Expression of lrp (transmembrane type tyrosine phosphatase) mrna
along rat nephron segments.
Kaneko, Tetsuya, Toshiki Moriyama, Enyu Imai, Yoshitaka Akagi, Makoto
Arai, Takuya Inoue, Chen Xia, Tamio Noguchi, Takenobu Kamada, and
Naohiko Ueda.
First Department of Medicine, and Department of Nutrition and
Physiological Chemistry. Osaka University School of Medicine, 2-2
Yamadaoka, Suita, Osaka 565, Japan
APStracts 2:0031F, 1995.
Protein phosphorylation on tyrosine residues is one of the main cell
signaling mechanisms. Cellular phosphotyrosyl levels are regulated by
the activities of protein tyrosine kinases (PTK) and protein tyrosine
phosphatases (PTPase). We have previously reported cDNA cloning of
several types of PTPase from rat kidney, including LRP (leucocyte
common antigen related protein; transmembrane type tyrosine
phosphatase also called $QUOTRPTP[alpha]$QUOT). LRP mRNA was shown to
be abundant in the kidney, however our understanding on the
functional role of LRP in the kidney is very limited. To get closer
insight into the function of LRP in the kidney, our first approach
was to reveal its mRNA distribution along rat nephron segments. Large
signals were found in innermedulla by Northern blot analysis. By
using a reverse transcription and polymerase chain reaction assay
(RT-PCR) of individual microdissected tubule segments along the
nephron (proximal convoluted tubule; PCT, medullary thick ascending
limb; MTAL, cortical collecting duct; CCD, outermedullary collecting
duct; OMCD, and innermedullary collecting duct; IMCD) and glomeruli;
Glm, we revealed intrarenal localization of LRP mRNA. LRP mRNA was
detected in all nephron segments tested, but relatively rich in IMCD.

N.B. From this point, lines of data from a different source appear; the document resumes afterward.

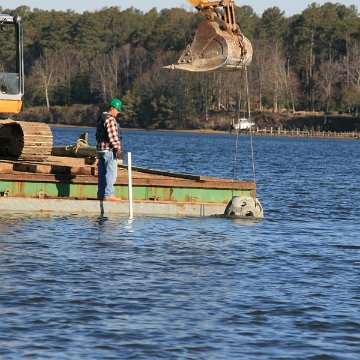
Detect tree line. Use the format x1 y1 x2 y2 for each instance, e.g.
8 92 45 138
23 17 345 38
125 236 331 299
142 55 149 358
1 3 359 128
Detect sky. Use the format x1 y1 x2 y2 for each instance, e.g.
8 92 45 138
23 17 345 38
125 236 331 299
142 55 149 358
0 1 358 17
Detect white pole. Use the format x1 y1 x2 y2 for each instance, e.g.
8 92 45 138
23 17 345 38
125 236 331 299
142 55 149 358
127 152 133 219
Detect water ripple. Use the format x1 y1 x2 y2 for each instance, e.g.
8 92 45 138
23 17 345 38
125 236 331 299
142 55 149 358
1 131 360 359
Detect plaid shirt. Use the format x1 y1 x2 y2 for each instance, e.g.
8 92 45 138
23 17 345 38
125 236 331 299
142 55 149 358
96 113 121 151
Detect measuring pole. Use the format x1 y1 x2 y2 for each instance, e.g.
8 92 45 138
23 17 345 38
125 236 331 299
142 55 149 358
127 152 133 219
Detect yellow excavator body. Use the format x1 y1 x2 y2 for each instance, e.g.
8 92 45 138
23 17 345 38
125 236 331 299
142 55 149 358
165 0 252 72
1 99 23 113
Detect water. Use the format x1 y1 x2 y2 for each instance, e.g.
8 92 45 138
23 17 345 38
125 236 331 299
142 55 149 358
1 127 359 359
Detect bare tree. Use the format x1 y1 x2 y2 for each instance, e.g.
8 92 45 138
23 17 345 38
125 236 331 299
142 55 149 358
132 46 150 78
342 42 360 116
107 48 121 97
29 52 60 110
314 57 341 116
118 43 132 89
56 46 82 104
347 42 360 87
252 40 268 112
261 44 287 113
89 54 108 103
90 50 120 104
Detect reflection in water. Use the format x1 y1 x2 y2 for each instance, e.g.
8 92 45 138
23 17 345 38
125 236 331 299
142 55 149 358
96 214 109 226
125 218 134 233
99 200 104 216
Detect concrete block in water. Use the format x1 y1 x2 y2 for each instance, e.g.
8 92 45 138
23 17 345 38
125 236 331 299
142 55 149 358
224 196 264 219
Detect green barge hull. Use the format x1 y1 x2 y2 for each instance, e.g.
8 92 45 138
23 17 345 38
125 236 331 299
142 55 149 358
0 157 261 217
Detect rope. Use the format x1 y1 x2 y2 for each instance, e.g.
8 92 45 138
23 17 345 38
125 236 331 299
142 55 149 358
245 67 257 185
232 67 257 186
232 129 240 181
74 139 87 153
65 138 88 154
250 130 256 184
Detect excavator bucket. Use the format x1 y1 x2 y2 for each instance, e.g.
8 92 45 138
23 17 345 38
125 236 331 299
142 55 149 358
164 0 252 72
165 20 252 72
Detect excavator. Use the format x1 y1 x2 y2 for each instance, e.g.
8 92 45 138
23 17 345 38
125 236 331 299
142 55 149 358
0 14 23 114
0 0 252 160
165 0 252 71
0 14 52 161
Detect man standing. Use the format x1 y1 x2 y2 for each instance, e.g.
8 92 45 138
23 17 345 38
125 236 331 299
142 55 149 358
96 98 122 200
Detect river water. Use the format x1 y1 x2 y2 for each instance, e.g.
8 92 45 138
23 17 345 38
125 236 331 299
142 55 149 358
1 127 359 359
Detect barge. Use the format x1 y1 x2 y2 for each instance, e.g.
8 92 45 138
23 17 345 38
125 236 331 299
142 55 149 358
0 155 263 218
0 120 263 218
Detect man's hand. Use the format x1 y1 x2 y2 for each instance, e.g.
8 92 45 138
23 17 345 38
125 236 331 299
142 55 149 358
115 149 123 159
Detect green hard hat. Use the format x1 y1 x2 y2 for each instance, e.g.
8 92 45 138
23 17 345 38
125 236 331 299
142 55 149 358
109 98 122 111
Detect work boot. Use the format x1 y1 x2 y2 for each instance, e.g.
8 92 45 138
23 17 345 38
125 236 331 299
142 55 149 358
103 196 119 201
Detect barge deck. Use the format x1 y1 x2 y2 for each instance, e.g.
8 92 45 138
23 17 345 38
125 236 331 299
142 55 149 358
0 156 259 217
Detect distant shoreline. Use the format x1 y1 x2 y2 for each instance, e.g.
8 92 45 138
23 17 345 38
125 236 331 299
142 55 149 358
49 124 359 140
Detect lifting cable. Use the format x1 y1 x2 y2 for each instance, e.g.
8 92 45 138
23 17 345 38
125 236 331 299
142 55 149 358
232 67 257 185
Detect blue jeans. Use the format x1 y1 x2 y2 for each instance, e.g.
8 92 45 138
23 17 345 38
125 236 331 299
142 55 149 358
97 150 118 199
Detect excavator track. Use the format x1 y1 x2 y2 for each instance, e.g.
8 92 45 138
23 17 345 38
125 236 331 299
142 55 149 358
0 119 53 161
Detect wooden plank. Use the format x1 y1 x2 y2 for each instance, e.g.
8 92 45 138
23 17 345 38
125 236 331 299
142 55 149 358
0 162 13 173
20 144 53 148
70 166 92 175
1 159 255 190
23 135 53 139
119 165 203 181
11 161 92 176
13 163 51 174
0 171 256 190
20 146 53 152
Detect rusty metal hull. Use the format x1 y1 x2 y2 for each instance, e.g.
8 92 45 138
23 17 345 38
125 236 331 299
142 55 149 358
0 197 227 217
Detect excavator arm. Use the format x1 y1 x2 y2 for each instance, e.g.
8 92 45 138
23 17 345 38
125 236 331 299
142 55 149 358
165 0 252 72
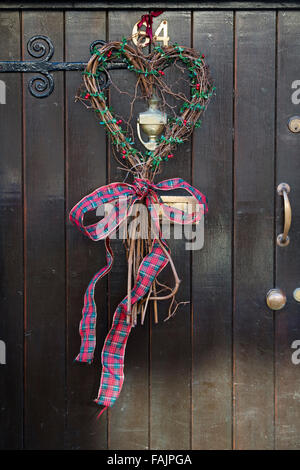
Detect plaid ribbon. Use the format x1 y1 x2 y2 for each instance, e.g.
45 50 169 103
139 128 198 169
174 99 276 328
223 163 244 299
69 177 207 407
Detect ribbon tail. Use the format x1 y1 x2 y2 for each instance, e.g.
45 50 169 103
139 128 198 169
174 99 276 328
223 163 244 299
75 238 113 364
94 238 169 407
146 17 153 41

Rank of order of the signal intensity was;
IMCD>PCT=OMCD>CCD>MTAL=Glm. Immunohistochemistry also revealed
that LRP was abundant in IMCD. This pattern of expression gives rise
an interesting possibility that LRP might involve in the specific
renal tubule function such as urinary concentrating mechanism,
however further study is required to discuss the function of LRP in
more detail.
Received 5 December 1994; accepted in final form 19 January 1995.
APS Manuscript Number F428-4.
Article publication pending Am. J. Physiol. (Renal Fluid Electrolyte
Physiology).
ISSN 1080-4757 Copyright 1995 The American Physiological Society.
Published in APStracts on 21 March 1995.